The sequel contains examples of:

  • Back for the Dead: Moyna and Zulma are both killed off by the time the story is over.
  • Fattening the Victim: The villainous crab-like aliens in the book do this to their human victims before eating them.
  • Impaled with Extreme Prejudice: Zulma gets shot with a crossbow, which goes all the way through her. Moyna suffers the same fate before being devoured by the lichen.
  • Puppeteer Parasite:
    • One of the new characters introduced is a tapeworm-like alien who controls the body of a member of another species to get around.

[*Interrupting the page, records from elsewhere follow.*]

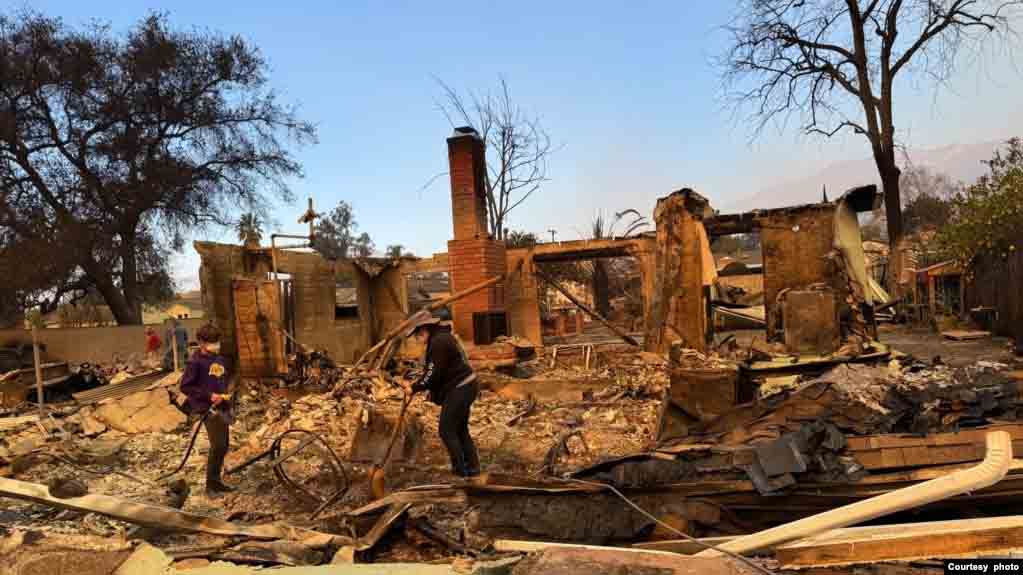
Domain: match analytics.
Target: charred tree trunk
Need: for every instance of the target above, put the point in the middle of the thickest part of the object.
(890, 174)
(129, 281)
(602, 290)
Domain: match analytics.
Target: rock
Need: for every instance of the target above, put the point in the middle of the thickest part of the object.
(145, 561)
(496, 567)
(64, 488)
(91, 427)
(284, 553)
(194, 563)
(567, 561)
(145, 411)
(177, 493)
(462, 566)
(345, 556)
(100, 452)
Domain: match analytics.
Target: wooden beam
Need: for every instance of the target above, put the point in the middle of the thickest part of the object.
(159, 517)
(516, 545)
(621, 334)
(905, 542)
(683, 546)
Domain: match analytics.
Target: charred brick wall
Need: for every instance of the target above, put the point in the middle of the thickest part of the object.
(474, 256)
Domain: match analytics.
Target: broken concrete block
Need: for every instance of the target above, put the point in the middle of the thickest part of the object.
(146, 411)
(704, 394)
(64, 488)
(496, 567)
(145, 561)
(810, 321)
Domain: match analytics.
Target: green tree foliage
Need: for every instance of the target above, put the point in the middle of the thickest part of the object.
(397, 251)
(337, 235)
(987, 217)
(515, 239)
(114, 148)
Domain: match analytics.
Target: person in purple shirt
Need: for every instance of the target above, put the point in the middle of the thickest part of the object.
(205, 383)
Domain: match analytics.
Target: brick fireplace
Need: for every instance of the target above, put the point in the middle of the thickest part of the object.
(474, 255)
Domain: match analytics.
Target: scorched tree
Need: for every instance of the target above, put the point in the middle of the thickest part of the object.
(115, 146)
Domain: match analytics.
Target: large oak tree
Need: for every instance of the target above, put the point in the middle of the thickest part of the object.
(114, 147)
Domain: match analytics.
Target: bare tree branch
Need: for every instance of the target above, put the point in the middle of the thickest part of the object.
(518, 147)
(834, 63)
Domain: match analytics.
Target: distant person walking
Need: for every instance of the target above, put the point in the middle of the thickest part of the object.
(176, 332)
(152, 345)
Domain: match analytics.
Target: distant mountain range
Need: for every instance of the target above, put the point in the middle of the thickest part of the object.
(962, 162)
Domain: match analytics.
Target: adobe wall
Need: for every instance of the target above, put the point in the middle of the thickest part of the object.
(94, 345)
(795, 245)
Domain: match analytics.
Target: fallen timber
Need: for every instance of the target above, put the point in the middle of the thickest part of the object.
(163, 518)
(517, 509)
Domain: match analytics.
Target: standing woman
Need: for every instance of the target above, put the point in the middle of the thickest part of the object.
(452, 385)
(205, 382)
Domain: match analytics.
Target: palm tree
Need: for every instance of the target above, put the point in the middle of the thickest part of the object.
(250, 228)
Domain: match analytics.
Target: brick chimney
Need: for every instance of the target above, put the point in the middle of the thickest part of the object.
(466, 160)
(473, 256)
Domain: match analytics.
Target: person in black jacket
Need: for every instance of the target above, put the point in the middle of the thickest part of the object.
(452, 385)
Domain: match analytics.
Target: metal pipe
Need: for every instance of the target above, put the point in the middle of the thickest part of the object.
(990, 471)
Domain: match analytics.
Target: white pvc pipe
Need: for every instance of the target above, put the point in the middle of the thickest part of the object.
(987, 473)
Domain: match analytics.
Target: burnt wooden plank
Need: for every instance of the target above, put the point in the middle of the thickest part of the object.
(905, 542)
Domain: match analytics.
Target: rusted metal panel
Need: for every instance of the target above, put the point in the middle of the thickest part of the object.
(996, 282)
(258, 324)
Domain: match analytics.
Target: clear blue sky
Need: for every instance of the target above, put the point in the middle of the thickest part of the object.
(628, 90)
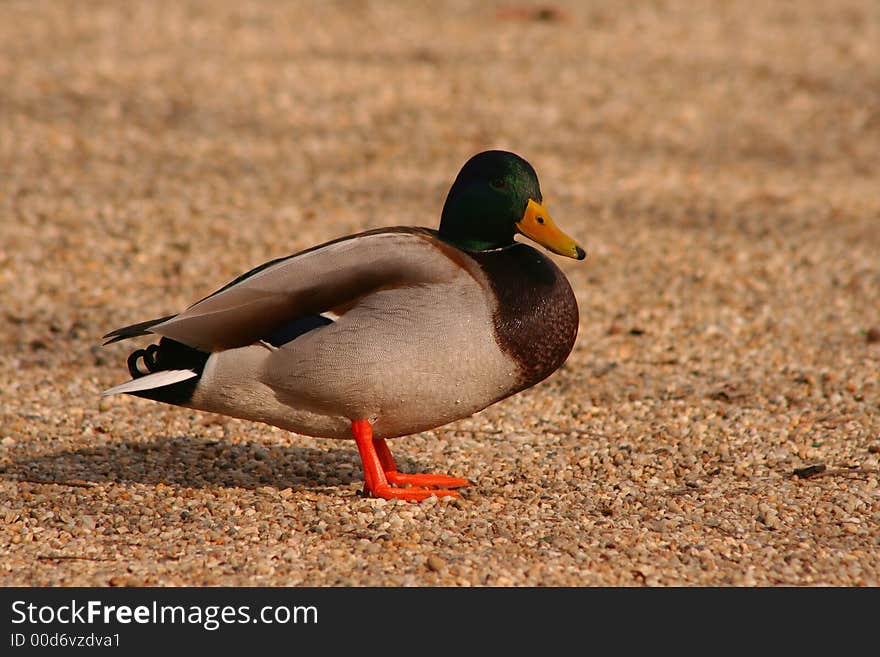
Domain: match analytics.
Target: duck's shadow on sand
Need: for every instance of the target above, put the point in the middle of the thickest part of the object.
(198, 463)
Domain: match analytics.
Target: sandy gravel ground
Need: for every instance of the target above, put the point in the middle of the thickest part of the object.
(718, 422)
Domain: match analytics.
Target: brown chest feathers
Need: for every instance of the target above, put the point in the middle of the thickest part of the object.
(537, 318)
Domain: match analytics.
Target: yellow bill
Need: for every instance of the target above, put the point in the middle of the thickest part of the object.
(537, 225)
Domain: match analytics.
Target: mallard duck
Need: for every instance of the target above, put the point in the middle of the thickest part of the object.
(383, 333)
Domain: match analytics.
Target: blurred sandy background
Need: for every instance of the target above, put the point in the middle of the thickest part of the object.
(719, 420)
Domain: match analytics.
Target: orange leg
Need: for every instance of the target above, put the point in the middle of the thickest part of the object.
(380, 471)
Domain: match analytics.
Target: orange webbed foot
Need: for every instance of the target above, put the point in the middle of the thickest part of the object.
(428, 480)
(382, 479)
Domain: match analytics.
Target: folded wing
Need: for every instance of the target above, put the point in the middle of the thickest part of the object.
(331, 277)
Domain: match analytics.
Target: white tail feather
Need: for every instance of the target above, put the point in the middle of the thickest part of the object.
(150, 381)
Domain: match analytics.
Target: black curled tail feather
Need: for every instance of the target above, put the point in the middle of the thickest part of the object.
(168, 355)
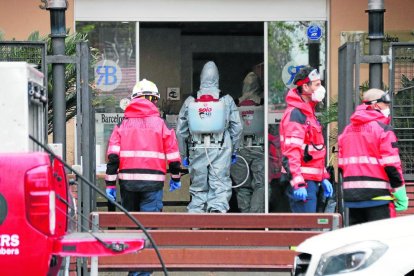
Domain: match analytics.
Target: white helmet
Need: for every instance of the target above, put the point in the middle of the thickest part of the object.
(145, 88)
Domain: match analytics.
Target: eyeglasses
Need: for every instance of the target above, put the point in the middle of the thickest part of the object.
(314, 75)
(385, 98)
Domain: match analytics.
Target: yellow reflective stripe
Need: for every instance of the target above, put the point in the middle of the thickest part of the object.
(114, 149)
(141, 176)
(308, 170)
(141, 153)
(313, 147)
(358, 160)
(297, 180)
(390, 160)
(366, 184)
(383, 198)
(294, 140)
(110, 177)
(173, 155)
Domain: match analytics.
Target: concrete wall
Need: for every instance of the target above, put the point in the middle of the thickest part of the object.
(19, 18)
(350, 15)
(169, 59)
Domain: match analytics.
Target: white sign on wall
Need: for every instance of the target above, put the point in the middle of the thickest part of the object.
(173, 93)
(108, 75)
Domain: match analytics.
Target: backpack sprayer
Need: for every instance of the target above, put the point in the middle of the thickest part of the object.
(207, 123)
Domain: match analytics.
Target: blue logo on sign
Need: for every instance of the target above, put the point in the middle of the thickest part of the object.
(107, 74)
(314, 32)
(293, 70)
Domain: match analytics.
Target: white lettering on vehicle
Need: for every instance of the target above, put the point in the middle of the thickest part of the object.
(8, 244)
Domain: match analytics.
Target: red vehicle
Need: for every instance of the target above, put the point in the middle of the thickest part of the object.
(37, 221)
(34, 219)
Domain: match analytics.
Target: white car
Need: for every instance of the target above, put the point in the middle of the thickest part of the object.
(384, 247)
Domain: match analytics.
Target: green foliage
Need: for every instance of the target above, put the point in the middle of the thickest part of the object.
(330, 114)
(406, 82)
(22, 53)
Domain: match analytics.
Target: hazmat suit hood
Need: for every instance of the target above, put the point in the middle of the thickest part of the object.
(209, 81)
(139, 108)
(365, 114)
(252, 89)
(293, 99)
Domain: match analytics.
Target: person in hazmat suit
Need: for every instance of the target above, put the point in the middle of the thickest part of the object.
(208, 134)
(248, 171)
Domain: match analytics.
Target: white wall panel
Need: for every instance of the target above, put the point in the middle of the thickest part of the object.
(200, 10)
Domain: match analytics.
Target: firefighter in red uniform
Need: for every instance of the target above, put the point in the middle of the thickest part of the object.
(137, 151)
(373, 183)
(302, 143)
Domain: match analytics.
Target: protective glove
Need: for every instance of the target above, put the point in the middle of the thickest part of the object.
(233, 158)
(186, 162)
(111, 192)
(400, 199)
(300, 194)
(327, 187)
(174, 185)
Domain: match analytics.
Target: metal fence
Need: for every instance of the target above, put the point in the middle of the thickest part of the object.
(402, 91)
(34, 53)
(28, 51)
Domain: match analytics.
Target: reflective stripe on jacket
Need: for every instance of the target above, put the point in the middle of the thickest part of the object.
(139, 148)
(300, 131)
(368, 156)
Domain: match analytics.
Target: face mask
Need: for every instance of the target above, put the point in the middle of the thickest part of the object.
(319, 94)
(386, 112)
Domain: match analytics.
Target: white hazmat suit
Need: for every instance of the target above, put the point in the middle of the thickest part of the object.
(210, 187)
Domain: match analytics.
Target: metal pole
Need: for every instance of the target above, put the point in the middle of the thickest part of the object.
(57, 10)
(375, 35)
(313, 52)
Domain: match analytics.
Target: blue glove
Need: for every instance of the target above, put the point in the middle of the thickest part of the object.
(300, 194)
(111, 192)
(174, 185)
(327, 187)
(186, 162)
(233, 158)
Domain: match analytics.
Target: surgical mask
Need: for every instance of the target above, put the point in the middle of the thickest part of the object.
(386, 112)
(319, 94)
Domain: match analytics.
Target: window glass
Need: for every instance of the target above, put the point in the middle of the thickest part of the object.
(113, 45)
(291, 45)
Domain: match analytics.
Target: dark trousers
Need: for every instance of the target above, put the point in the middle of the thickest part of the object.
(361, 215)
(308, 206)
(141, 202)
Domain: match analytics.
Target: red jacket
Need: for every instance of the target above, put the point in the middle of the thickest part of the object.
(368, 156)
(139, 147)
(300, 131)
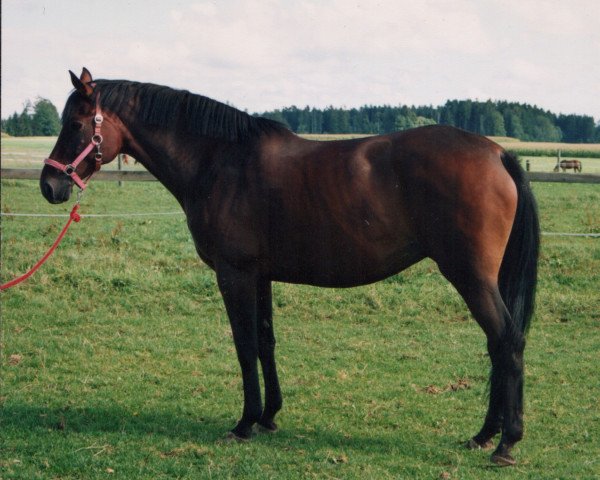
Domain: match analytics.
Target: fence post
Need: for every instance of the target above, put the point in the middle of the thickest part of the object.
(119, 163)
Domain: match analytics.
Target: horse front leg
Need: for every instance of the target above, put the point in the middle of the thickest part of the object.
(266, 354)
(239, 289)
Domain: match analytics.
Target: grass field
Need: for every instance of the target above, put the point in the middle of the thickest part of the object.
(117, 360)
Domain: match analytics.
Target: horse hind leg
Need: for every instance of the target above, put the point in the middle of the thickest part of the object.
(266, 355)
(505, 347)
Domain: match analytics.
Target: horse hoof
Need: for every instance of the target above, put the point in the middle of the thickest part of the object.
(473, 444)
(232, 437)
(270, 427)
(503, 460)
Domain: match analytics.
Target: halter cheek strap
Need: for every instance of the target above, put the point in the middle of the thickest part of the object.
(95, 142)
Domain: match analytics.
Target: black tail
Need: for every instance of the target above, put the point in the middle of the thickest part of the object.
(518, 273)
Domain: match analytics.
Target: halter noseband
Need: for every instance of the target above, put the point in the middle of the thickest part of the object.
(95, 142)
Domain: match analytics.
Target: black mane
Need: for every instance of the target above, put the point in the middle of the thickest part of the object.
(179, 109)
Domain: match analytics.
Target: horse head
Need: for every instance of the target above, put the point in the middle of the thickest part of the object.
(88, 139)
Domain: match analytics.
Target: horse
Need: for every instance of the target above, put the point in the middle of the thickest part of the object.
(567, 164)
(264, 205)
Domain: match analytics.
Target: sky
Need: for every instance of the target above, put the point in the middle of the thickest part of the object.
(267, 54)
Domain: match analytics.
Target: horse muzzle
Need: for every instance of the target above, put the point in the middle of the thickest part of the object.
(56, 190)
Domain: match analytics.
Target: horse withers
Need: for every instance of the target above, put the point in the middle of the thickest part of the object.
(565, 165)
(265, 205)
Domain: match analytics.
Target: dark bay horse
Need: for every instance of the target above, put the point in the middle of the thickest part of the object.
(264, 205)
(565, 165)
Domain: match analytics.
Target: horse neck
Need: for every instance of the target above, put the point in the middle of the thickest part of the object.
(173, 160)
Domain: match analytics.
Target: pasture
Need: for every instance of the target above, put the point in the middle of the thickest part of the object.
(117, 358)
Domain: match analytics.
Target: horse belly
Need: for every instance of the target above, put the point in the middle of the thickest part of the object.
(328, 255)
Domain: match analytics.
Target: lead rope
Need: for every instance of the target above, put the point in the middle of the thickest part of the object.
(73, 217)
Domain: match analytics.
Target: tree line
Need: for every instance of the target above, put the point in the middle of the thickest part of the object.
(522, 121)
(38, 119)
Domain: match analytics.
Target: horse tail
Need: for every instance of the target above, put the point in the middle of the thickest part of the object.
(518, 271)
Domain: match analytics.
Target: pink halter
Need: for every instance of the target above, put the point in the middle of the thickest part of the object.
(95, 142)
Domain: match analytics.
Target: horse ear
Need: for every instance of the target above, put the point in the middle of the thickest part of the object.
(86, 76)
(82, 87)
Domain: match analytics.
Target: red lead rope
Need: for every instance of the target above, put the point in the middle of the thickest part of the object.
(73, 217)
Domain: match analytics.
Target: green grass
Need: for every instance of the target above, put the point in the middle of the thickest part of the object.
(118, 362)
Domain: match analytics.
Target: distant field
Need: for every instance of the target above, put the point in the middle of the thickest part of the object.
(29, 152)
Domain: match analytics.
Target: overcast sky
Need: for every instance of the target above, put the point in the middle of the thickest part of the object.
(261, 55)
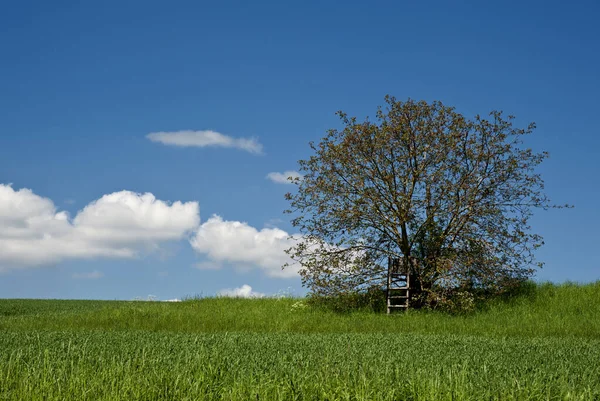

    • One of the new antagonists is a more subtle version of this. She sneakily manipulates Barney into position where he can be eaten by the alien crabs, because doing so is the only way for her to transfer from his body into one of theirs so she can reproduce.
  • Uncertain Doom: Jrlb, who was last seen being attacked by the carnivorous lichen and ducking underwater, which may or may not have saved his life.